Derek's Recovery Story

Where My Addiction Started

I can’t remember the first time I masturbated. It was just something I always did. I believe the first memory I have of masturbating was when I was 5 or so. There were a couple pornographic images that were just around when I was growing up; I never gave much thought to them. I remember being exposed to more graphic porn when I was around 12. I didn’t start actively seeking out porn until I was 13 or 14, around the time my family got our first computer.

The Battle

For me my addiction was always associated with being bored. I would get bored, start watching TV or playing video games, get bored of that, then start dabbling in things I shouldn’t have. I don’t remember the first time I realized that masturbating was wrong. By the time I was a teenager I definitely knew it was wrong and was trying to stop. I always knew porn was wrong and that was relatively easy for me to stop. Masturbating, however, was extremely difficult to stop and I often times wondered if I could stop or if God really even wanted me to stop because it was so difficult.

The battle for me consisted of sheer grit and determination. My strategy was to simply increase my will-power enough to fight temptation the next time it came around (I highly recommend not battling addiction this way). I really didn’t have access to alternative ways of battling addiction, like establishing healthy habits, reaching out for help, or different ways to handle emotional setbacks. I would only talk to church leaders about it after I had gone a while with being clean. I hardly ever had the courage to talk to them while I was struggling.

Throughout my teenage years I would go for long periods of being clean. I believe the longest time period was about a year. I loved being clean and no part of me wanted to slip back into addiction but inevitably I would eventually get super bored, super tempted, and fall again. I just figured I was horny, I didn’t see the link between my unhealthy life style and my actions.

The Victory

I had always wanted to serve a mission. While I was on vacation I talked to someone who told me about how they left to serve a mission, weren’t worthy, came back, repented and left again. I decided that didn’t sound like a good idea. So I got real. I decided no more rationalizing. I was going to get worthy.
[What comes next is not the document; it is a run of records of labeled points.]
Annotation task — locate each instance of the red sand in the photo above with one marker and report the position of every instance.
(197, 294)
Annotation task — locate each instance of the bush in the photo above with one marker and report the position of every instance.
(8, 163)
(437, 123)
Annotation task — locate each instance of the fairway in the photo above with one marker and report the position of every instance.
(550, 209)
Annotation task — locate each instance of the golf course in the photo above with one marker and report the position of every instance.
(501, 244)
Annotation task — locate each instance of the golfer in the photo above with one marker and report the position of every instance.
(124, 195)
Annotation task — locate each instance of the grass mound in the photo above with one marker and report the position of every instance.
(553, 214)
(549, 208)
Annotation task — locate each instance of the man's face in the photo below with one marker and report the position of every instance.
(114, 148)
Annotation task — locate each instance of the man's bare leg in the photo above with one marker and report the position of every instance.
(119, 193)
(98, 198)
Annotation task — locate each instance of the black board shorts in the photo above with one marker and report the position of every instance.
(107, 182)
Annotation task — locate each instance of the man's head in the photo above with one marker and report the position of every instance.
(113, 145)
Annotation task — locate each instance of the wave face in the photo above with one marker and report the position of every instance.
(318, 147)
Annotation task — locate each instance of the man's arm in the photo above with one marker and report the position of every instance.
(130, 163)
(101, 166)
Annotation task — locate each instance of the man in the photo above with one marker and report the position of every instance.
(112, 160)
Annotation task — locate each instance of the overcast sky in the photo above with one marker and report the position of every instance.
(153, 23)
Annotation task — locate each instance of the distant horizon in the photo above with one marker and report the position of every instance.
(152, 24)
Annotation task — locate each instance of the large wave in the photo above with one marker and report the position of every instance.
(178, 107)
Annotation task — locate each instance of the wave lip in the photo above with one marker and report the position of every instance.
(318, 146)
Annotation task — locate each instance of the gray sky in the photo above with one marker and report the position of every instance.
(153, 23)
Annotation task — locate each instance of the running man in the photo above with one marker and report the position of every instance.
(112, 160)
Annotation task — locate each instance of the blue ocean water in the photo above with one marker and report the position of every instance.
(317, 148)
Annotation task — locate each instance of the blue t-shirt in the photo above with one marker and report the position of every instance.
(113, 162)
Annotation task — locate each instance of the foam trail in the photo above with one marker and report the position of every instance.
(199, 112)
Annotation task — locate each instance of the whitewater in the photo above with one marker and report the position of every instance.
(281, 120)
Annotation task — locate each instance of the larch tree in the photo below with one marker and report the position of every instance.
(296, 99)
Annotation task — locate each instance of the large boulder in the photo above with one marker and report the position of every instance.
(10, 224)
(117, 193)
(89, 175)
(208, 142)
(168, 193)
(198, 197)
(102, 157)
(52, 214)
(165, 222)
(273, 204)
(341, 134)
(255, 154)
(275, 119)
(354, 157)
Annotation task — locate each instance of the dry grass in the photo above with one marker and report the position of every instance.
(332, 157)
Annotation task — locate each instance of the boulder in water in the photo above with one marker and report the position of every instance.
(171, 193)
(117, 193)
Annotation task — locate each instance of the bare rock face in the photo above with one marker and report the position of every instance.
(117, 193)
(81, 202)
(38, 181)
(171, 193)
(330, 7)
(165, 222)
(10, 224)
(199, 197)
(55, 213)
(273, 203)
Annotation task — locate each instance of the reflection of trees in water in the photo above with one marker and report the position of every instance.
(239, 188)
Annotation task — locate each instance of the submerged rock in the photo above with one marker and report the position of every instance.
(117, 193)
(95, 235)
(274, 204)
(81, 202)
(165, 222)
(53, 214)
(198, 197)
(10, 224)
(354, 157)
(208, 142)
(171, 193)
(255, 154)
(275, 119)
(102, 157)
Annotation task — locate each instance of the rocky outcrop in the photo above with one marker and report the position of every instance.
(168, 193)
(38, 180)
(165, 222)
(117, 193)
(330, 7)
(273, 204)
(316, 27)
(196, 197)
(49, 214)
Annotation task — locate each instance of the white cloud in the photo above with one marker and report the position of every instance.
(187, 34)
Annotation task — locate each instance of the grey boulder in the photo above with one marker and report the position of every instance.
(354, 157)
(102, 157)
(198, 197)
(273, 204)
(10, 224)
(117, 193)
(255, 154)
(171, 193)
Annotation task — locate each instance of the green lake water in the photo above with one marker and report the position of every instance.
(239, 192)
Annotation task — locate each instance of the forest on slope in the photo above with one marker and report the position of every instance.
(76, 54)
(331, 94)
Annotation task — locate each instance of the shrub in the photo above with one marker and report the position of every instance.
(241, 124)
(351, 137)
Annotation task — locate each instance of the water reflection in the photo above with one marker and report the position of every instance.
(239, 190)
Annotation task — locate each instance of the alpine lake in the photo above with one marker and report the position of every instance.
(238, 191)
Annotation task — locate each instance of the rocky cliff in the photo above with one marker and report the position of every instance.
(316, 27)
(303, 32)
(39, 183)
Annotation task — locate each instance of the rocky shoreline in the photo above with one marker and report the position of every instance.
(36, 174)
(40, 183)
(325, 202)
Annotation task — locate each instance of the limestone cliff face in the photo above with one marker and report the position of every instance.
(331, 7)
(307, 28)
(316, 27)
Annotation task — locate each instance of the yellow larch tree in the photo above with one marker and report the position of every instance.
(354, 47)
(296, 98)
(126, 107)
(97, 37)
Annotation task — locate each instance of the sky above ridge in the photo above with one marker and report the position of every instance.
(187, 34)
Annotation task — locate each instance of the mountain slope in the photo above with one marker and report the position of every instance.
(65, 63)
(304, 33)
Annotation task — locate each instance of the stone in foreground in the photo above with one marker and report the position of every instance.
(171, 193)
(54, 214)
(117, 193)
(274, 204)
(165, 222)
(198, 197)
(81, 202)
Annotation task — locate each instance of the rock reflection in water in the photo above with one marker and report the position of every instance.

My church leaders established that I had to be clean for one year before I could serve a mission. Some people view this as harsh, a little over the top and even somewhat unrealistic. For me the goal of being clean for a year set the expectation that winning was not only possible but it was expected. It was the first time I felt like someone really believed and knew that I could win (because I certainly didn’t believe I could). I will forever be grateful to my church leaders for establishing that expectation. If they would have been more “lenient”, I’m not sure I would have won. I will also be forever grateful to one church leader in particular. He had a young family, and I’m sure plenty of other things on his plate, but he was always there for me, spent a lot of time with me, and helped me much more than he knows.

With the goal of one year of sobriety in mind I found the increased amount of will-power I needed. I eventually left, served my mission, and have been clean ever since! As of right now I have been clean for a little over seven years!

Lessons I Learned

I believe my path to recovery was different than most men in that I didn’t really realize what was contributing to my addiction until years after I was clean. I believe it was only the grace of Jesus Christ that kept me clean until I realized the contributing factors to my addiction. On my mission I was busy doing missionary work, I can only remember one time of being super tempted. When I got home I immediately went to college and also had a hefty workload so I didn’t really have time for my addiction. I can only remember one time during a break between semesters where I was super tempted and could have gone either way. So essentially for years I was “too busy” for my addiction (again I wouldn’t suggest this path for anybody).

I started to notice that the times I was most tempted was right before I went to bed and when I woke up. So gradually over time I established the habit of going to the gym right when I woke up (like out the door in less than ten minutes). This does a few things for me: 1- it helps me be less tempted 2- it helps me wake up (I’m supper groggy in the mornings and life seems hard until I start working out) & 3- it just helps me feel better about life. Then I study the scriptures and go to work. I also read, usually something spiritual, as I fall asleep. This helps stave away temptation. I know I’ve been healed and am not just running away from being bored. I’ve had significant health challenges that have required me to rest a lot. Yet even with that much downtime, I have not fallen.

When I was battling addiction I didn’t understand the link between my daily habits and my addiction, I thought I just had to try harder. Church leaders tried to help by giving me a schedule, and I would have won a lot quicker if I would have listened, but I just didn’t have the faith to believe that it would really help. It wasn’t until years of sobriety that I could see the link between my daily habits, my lifestyle, and my addiction.  

My path to recovery consisted of countless times of being clean and then falling into temptation again. This was super discouraging. I wondered if God even wanted me to win. I know that God wants you to win and He wants to help. He has His arms outstretched to us continually, and He will help us fix what is wrong in our life and become 100% clean and at peace.